Here's the breakdown:
- Genetic: SCD is caused by a change in the gene that makes hemoglobin, a protein in red blood cells that carries oxygen. This change leads to the production of abnormal hemoglobin, called sickle hemoglobin.
- Disorder: This abnormal hemoglobin causes red blood cells to become stiff and sickle-shaped, like a crescent moon. These sickle cells are fragile and can get stuck in blood vessels, blocking blood flow and causing pain, organ damage, and other health problems.

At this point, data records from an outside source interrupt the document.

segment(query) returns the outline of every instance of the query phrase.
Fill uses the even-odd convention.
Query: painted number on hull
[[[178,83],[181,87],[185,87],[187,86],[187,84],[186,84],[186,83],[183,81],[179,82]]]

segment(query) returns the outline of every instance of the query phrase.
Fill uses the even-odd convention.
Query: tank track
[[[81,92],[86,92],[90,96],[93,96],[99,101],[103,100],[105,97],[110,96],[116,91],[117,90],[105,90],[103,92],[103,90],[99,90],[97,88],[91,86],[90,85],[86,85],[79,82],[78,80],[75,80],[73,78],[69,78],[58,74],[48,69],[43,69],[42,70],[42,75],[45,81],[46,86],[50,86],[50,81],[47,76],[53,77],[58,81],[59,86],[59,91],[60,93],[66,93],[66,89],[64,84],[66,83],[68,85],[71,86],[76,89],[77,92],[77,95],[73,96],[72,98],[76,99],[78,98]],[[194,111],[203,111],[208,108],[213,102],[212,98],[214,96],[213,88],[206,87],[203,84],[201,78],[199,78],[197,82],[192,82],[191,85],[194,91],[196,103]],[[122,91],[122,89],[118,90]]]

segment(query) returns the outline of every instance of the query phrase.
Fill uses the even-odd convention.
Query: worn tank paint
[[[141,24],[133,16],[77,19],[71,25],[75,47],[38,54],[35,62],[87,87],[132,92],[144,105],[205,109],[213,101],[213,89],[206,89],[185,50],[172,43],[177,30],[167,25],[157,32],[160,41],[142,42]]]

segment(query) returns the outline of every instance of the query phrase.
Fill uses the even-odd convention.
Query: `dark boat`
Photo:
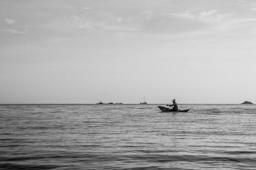
[[[162,106],[158,106],[159,109],[162,111],[163,112],[174,112],[174,113],[176,113],[176,112],[187,112],[189,109],[186,109],[186,110],[179,110],[178,111],[173,111],[172,109],[170,108],[167,108],[166,107],[162,107]]]
[[[145,96],[144,96],[144,102],[143,103],[140,103],[140,104],[141,105],[146,105],[147,104],[147,103],[146,103],[146,102],[145,102]]]

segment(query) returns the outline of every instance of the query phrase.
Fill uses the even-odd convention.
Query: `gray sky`
[[[0,1],[0,103],[256,103],[256,1]]]

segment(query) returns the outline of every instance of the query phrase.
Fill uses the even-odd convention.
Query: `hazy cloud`
[[[200,14],[200,16],[202,17],[209,16],[216,13],[217,11],[217,10],[211,10],[207,11],[204,11]]]
[[[82,9],[83,9],[83,10],[90,10],[90,9],[93,9],[93,7],[82,7]]]
[[[181,18],[194,18],[195,17],[195,16],[190,13],[187,10],[186,10],[186,12],[183,13],[170,13],[168,14],[169,15],[172,15],[175,17],[181,17]]]
[[[1,30],[1,31],[7,32],[10,34],[26,34],[26,32],[20,31],[16,29],[6,29],[6,30]]]
[[[13,19],[5,18],[4,20],[8,24],[14,24],[16,23],[16,20]]]

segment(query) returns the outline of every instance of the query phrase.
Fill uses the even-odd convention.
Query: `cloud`
[[[6,29],[6,30],[0,30],[1,31],[7,32],[10,34],[26,34],[26,32],[23,31],[19,31],[15,29]]]
[[[168,14],[168,15],[173,16],[175,17],[180,17],[180,18],[190,18],[192,19],[195,17],[195,16],[190,13],[187,10],[186,10],[186,12],[184,13],[170,13]]]
[[[143,31],[159,34],[184,33],[200,30],[207,24],[188,13],[154,15],[144,21]]]
[[[85,10],[89,10],[93,9],[93,7],[82,7],[82,9]]]
[[[8,24],[14,24],[16,23],[16,20],[11,18],[5,18],[4,19],[6,23]]]
[[[200,13],[199,16],[201,17],[208,17],[209,16],[213,14],[216,13],[217,10],[209,10],[208,11],[204,11],[201,13]]]

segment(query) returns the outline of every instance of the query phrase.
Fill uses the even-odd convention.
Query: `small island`
[[[253,104],[252,103],[251,103],[251,102],[245,101],[244,103],[241,103],[241,104],[246,104],[246,105],[247,104],[250,104],[250,105],[253,105]]]

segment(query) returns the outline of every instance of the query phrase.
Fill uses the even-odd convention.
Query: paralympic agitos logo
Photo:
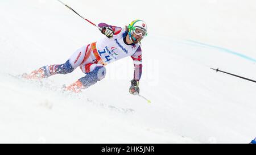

SCD is a type of autosomal recessive genetic disorder. This means:
- Autosomal: The gene responsible for SCD is located on one of the 22 non-sex chromosomes (autosomes).
- Recessive: A person needs to inherit two copies of the sickle cell gene, one from each parent, to develop SCD. If a person inherits only one copy, they are a carrier and usually don't have symptoms, but can pass the gene to their children.
Understanding the inheritance pattern:
- Both parents carriers: There's a 25% chance their child will have SCD, a 50% chance their child will be a carrier, and a 25% chance their child will not have the gene.
- One parent with SCD, one parent carrier: There's a 50% chance their child will have SCD and a 50% chance their child will be a carrier.
Key points to remember:
- SCD is not contagious. It's a genetic condition, not an infection.
- There is no cure for SCD, but treatments can manage symptoms and prevent complications.
- Early diagnosis and management are crucial for improving the quality of life for people with SCD.